Methods & Materials: In a clinical trial study, 80 patients with class 2 or 3 heart failure, referred to 12 Farvardin hospital in Kahnooj in 2018 were included. Data collection tool included a three-part questionnaire: demographic variables, Left Ventricular Dysfunction Scale to assess patients' quality of life, and Self-care Heart Failure Index. The questionnaires were completed at the first visit and three months after follow-up. Data was analyzed using independent and paired t-test, ANOVA, Pearson correlation through the SPSS software version 20.
Results: Before the intervention, there was no significant difference in the scores of quality of life and self-care between the two groups. After the intervention, the mean score of quality of life and self-care dimensions increased (P<0.001). Regarding self-care after the intervention, the highest score was related to self-care confidence with mean and standard deviation of 21.43 and 3.30 respectively, and the lowest score was related to self-care management with mean and standard deviation of 17.45 and 5.5 (P<0.001).

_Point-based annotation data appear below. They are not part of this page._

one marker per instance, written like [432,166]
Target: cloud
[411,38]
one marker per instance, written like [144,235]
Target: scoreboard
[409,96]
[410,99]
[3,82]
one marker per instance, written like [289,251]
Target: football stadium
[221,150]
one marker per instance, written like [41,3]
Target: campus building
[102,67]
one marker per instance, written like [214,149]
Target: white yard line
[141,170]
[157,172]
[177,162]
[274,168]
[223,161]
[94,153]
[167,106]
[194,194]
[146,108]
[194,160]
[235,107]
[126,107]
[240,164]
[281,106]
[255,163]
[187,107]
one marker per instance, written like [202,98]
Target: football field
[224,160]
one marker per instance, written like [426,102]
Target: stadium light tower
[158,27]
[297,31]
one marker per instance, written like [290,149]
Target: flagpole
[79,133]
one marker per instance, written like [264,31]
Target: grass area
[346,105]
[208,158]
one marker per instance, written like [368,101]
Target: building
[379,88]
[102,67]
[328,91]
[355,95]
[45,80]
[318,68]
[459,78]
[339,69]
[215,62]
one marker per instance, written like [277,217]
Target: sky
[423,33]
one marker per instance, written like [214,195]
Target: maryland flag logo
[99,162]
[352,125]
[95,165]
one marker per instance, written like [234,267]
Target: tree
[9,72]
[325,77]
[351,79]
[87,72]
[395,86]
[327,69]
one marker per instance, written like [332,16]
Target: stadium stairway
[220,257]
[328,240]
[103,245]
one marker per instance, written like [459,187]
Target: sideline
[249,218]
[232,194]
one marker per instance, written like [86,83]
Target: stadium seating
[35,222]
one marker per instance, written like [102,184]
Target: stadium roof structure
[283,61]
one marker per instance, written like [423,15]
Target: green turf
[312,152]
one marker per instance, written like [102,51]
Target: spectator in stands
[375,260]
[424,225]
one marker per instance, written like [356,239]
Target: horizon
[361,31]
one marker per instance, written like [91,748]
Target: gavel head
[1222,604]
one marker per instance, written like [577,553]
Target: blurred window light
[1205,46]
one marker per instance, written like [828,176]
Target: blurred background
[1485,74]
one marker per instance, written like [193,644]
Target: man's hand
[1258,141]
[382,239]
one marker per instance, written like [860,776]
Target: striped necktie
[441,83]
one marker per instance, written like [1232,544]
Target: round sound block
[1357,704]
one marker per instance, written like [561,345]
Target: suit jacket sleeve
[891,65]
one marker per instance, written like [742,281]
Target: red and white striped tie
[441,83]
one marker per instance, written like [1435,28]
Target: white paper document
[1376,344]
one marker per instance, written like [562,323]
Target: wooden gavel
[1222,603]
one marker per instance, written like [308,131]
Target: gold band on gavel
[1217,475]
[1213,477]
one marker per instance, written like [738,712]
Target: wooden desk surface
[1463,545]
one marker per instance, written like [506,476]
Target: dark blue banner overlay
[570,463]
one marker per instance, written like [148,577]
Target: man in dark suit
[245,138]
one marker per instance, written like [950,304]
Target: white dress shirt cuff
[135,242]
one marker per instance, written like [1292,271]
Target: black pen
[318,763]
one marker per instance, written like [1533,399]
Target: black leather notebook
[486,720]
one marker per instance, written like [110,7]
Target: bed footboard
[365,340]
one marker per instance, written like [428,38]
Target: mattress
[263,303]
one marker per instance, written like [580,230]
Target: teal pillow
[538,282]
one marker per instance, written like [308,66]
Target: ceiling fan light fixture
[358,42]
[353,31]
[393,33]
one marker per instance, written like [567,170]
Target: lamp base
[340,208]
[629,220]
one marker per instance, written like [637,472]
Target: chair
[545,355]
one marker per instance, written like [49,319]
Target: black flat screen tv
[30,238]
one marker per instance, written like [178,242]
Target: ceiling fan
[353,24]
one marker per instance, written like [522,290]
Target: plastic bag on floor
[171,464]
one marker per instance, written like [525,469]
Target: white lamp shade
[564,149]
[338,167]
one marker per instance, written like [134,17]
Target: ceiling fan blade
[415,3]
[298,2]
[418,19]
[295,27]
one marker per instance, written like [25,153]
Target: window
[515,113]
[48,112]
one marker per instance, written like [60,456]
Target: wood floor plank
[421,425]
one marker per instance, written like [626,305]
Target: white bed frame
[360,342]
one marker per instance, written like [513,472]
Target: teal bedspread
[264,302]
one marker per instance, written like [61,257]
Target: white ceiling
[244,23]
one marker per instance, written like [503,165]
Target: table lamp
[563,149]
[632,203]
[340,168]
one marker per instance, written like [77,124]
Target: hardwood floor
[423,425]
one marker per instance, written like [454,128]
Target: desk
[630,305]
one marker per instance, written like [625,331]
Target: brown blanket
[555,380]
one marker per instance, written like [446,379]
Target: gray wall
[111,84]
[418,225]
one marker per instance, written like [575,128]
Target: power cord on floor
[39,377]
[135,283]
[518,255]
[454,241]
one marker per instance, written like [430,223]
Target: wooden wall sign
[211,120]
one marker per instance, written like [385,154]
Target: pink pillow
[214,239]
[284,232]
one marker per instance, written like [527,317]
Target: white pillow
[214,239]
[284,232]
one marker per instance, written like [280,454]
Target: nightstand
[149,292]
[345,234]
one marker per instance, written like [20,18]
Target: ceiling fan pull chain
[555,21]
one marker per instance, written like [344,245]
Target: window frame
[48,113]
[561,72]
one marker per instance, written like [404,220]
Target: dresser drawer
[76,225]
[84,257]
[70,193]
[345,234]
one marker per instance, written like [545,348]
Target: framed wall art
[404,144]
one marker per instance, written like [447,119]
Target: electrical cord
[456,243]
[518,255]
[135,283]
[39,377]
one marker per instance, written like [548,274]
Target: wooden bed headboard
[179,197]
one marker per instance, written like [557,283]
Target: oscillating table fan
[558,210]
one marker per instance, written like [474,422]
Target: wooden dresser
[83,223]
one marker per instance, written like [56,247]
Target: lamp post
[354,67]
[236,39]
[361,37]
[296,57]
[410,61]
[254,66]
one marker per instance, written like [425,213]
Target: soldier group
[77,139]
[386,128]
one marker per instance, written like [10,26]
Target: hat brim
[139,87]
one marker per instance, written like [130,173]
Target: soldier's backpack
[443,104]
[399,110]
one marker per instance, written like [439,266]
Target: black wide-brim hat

Conclusion: Paying attention to the dimensions of self-care based on a specific situation theory can lead to a better understanding of these patients’ problems and appropriate planning, and in turn improvement of the quality of life. Since in this study, most of the participants were illiterate, using visual teaching aids, adjusting the schedule according to the patient's conditions and readiness, and if necessary, family involvement can have positive results. It appears necessary to consider the underlying factors in the implementation of self-care programs, especially in people with lower levels of education and income.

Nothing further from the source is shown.